Deprecate Rng::sample and Rng::sample_iter #552

sicking · 2018-07-13T01:46:22Z

In #483 we deprecated Rng::choose and Rng::choose_mut in favor of SliceRandom::choose and SliceRandom::choose_mut. The argument (presented here) was that we can think of the the rng object as a source of data. So functions (like gen_range) which generate data should live on the Rng trait. Whereas when we're operating on other data (like choose), we should stick functions on those data objects and take the Rng as a parameter.

I.e. vec.choose(rng) rather than rng.choose(vec).

I think that argument also argues for doing distribution.sample(rng) rather than rng.sample(distribution). The name sample reinforces that the distribution is the source of the data that we're sampling from.

I also think it's generally a bad idea to have two functions that do the same thing. Feels like a source of confusion where it's easy to wonder what the difference is or why one should choose one over the other.

Same goes for sample_iter.

This PR deprecates Rng::sample and Rng::sample_iter and changes all internal callers (mostly tests) to use Distribution::sample instead (there were no internal callers of Rng::sample_iter).

With this change, all functions on Rng generate new values, making the trait feel more coherent. The values are either returned (most functions) or written to a passed in buffer (fill, try_fill).

…sample and Distribution::sample_iter

sicking · 2018-07-13T03:28:58Z

Any ideas what the test failure is? Looks like a tool problem.

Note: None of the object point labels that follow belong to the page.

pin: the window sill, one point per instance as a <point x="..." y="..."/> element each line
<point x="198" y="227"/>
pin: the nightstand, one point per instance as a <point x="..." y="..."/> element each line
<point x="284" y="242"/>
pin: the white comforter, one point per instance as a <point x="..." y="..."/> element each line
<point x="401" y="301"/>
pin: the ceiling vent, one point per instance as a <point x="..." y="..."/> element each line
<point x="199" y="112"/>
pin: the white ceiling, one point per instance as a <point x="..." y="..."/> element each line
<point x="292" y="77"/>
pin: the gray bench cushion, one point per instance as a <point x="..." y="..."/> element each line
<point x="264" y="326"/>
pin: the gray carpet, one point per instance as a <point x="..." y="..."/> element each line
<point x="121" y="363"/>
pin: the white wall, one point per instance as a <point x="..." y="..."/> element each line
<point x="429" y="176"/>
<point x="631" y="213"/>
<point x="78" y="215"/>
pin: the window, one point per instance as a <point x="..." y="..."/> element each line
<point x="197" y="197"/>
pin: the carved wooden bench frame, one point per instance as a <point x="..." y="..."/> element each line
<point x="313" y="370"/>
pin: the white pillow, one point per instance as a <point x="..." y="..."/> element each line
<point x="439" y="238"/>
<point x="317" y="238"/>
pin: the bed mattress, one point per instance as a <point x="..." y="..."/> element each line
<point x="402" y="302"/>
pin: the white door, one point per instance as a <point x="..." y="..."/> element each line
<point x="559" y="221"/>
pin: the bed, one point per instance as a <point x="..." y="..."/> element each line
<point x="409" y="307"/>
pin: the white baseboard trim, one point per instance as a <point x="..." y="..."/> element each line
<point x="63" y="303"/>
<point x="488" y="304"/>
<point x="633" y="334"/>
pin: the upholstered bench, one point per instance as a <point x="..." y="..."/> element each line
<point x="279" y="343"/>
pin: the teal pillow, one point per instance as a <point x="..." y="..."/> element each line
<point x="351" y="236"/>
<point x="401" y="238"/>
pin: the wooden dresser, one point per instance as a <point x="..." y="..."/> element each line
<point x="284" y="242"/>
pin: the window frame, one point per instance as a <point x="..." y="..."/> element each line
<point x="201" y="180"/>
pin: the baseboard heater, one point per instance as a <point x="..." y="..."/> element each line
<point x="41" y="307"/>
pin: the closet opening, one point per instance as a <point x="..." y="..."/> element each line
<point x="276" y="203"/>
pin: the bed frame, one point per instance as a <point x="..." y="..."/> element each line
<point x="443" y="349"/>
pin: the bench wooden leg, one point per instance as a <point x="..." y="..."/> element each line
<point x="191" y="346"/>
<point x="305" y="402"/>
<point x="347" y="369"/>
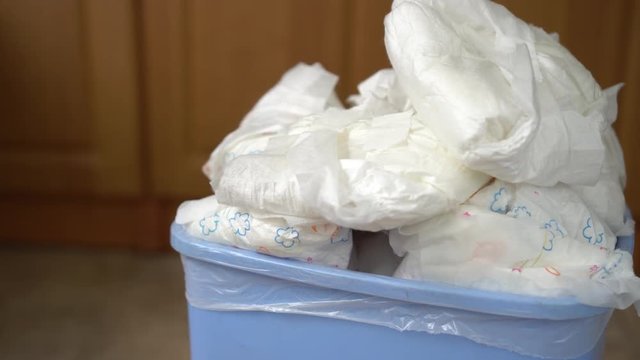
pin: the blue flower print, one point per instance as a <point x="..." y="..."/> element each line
<point x="240" y="223"/>
<point x="287" y="237"/>
<point x="209" y="224"/>
<point x="520" y="211"/>
<point x="554" y="231"/>
<point x="589" y="233"/>
<point x="498" y="204"/>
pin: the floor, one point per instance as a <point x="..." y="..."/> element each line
<point x="81" y="304"/>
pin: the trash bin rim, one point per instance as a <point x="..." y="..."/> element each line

thread 'main' panicked at 'unsupported custom section: '.debug_info'', src/wasm_context.rs:646:25

dhardy · 2018-07-13T07:48:28Z

There is one difference IIRC: rng.sample(d) takes d by value, not by reference.

I agree that these are redundant, though I'm still unsure about removing them.

sicking · 2018-07-13T08:47:22Z

Yeah, I've always found that pretty weird. Especially since you usually want to sample from a Distribution multiple times.

Fortunately, because of this, you can still pass a reference to a Distribution to Rng::sample. Though I'm not really sure why we have that setup.

dhardy · 2018-07-13T09:36:59Z

Yeah, it's weird. It's because some distributions have no parameters, thus you don't really need an instance: rng.sample(Uniform). But it's probably unnecessary.

sicking · 2018-07-13T20:04:18Z

Ah, I see. So would we still need that if this PR lands?

dhardy · 2018-07-14T07:59:55Z

Well, this works:

let x: f32 = Standard.sample(&mut rng);

But there's no easy way to specify the type within the function call (since neither Standard nor sample are templated over type T), so there's some advantage to Rng::sample still:

rng.sample::<f32, _>(Standard)

sicking · 2018-07-15T02:13:38Z

You can always do

Distribution::<f32>::sample(Standard, rng)

But if we think that's too verbose, we could add

pub trait DistributionAs {
    fn sample_as<T, R: Rng + ?Sized>(&self, rng: &mut R) -> T
        where Self: Distribution<T>;
}
impl<D> DistributionAs for D {
    fn sample_as<T, R: Rng + ?Sized>(&self, rng: &mut R) -> T
        where Self: Distribution<T> {
        self.sample(rng)
    }
}

which makes it possible to write

Standard.sample_as::<f32, _>(rng)

dhardy · 2018-07-15T07:57:47Z

I don't know, now you're just adding another complication to replace the first 😄

Removing these doesn't seem like a usability win or to have much advantage to be honest.

Besides, your original argument is that Rng functions generate new values — well, rng.sample(Uniform::new(5, 70)) is still generating new values.

Any other rationales? Otherwise I'm going to close this.

sicking · 2018-07-15T09:47:37Z

I don't really see why rng.sample(Uniform::new(0, 10)) is meaningfully different from rng.choose(slice[0..10]) or rng.choose_iter(0..10).

As things stand right now, Rng is neither "do stuff related to randomness", nor "generate random values". On top of that sample and sample_iter are duplicated functions.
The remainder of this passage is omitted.